Critics of the project cite counterpoints to the “stadium success stories” offered by the 76 Place Team. In her aforementioned op-ed, Rodriguez cited a report examining 130 economic studies over 30 years, concluding, “there is little to no economic gain to a city in regard to stadiums.” Members of coalitions that have spawned in opposition to the arena readily point to DC’s decimated Chinatown, for which The Capital One Arena shoulders the blame. “I think D.C. [sic] is a perfect example of the type of impact that Philadelphia would see, if the sports arena were to be sited where it is proposed right now,” Bethany Li, the legal director for the Asian American Legal Defense and Education Fund, told Philly Voice earlier this year.

Chester, located barely 10 miles outside of Philadelphia, offers another cautionary tale for Philadelphia. “They haven’t given the city s———, as far as I know,” said one local about the city’s stadium in a 2019 piece for The Athletic. Others, conversely, celebrate that, like the nearby casino, the stadium has at least brought steady employment to a city in economic distress. Nevertheless, with a price tag of $122 million, most locals expected to see more benefits.

In fact, residents are still waiting for the facilities they were promised, including a supermarket, to materialize, now 15 years after the contracts were signed. “There’s a stadium that stands empty more than 300 days per year, whose only interaction with Chester is the quarter-mile stretch of Route 291 between ramps to Route 322 and Interstate 95,” the Delco Times concluded in 2018.

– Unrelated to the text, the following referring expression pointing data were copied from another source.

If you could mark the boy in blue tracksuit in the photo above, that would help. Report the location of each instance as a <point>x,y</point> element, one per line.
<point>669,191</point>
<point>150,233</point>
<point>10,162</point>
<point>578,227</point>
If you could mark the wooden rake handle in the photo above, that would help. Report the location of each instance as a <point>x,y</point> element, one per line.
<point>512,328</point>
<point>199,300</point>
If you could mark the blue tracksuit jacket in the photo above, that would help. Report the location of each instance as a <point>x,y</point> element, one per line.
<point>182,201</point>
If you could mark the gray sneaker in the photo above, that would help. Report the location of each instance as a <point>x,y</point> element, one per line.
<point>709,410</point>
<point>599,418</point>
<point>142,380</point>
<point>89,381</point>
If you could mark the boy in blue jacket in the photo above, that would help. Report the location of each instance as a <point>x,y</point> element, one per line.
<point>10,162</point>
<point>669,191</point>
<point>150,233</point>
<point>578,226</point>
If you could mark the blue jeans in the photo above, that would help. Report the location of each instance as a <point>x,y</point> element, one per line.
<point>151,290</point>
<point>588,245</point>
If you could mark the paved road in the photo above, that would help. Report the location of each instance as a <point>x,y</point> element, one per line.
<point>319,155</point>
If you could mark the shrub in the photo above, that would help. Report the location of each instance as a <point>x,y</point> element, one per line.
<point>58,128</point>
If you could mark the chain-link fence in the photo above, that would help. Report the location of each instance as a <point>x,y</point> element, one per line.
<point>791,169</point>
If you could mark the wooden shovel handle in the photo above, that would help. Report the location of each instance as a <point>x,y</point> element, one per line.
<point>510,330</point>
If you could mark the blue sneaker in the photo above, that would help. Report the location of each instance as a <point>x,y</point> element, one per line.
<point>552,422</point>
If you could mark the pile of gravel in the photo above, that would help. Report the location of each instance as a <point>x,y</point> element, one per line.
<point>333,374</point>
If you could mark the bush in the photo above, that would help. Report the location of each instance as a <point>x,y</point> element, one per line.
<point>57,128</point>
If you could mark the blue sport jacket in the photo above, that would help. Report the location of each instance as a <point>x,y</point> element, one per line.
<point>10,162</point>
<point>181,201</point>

Another lesson for Philadelphia might be found in Richmond, Virginia, where a $1.5 billion proposal to reinvent a neighborhood around a stadium was abandoned in 2020. That project would’ve redeveloped Navy Hill, “one time a thriving African-American community [that] was decimated to facilitate the construction of Interstate 95 and, eventually, make way for the Richmond Coliseum,” Strong Towns Editor-in-Chief Daniel Herriges wrote about the Navy Hill project before its cancellation.

Much like with Market East, Herriges’s skepticism toward the multimillion-dollar project doesn’t suggest that Navy Hill didn’t need attention. Rather, he looks to some of the world’s most celebrated urban areas and asks: “What good could be accomplished if the time, energy, and resources spent on that project in the coming years were instead put into a less risky, more diversified set of public investments?”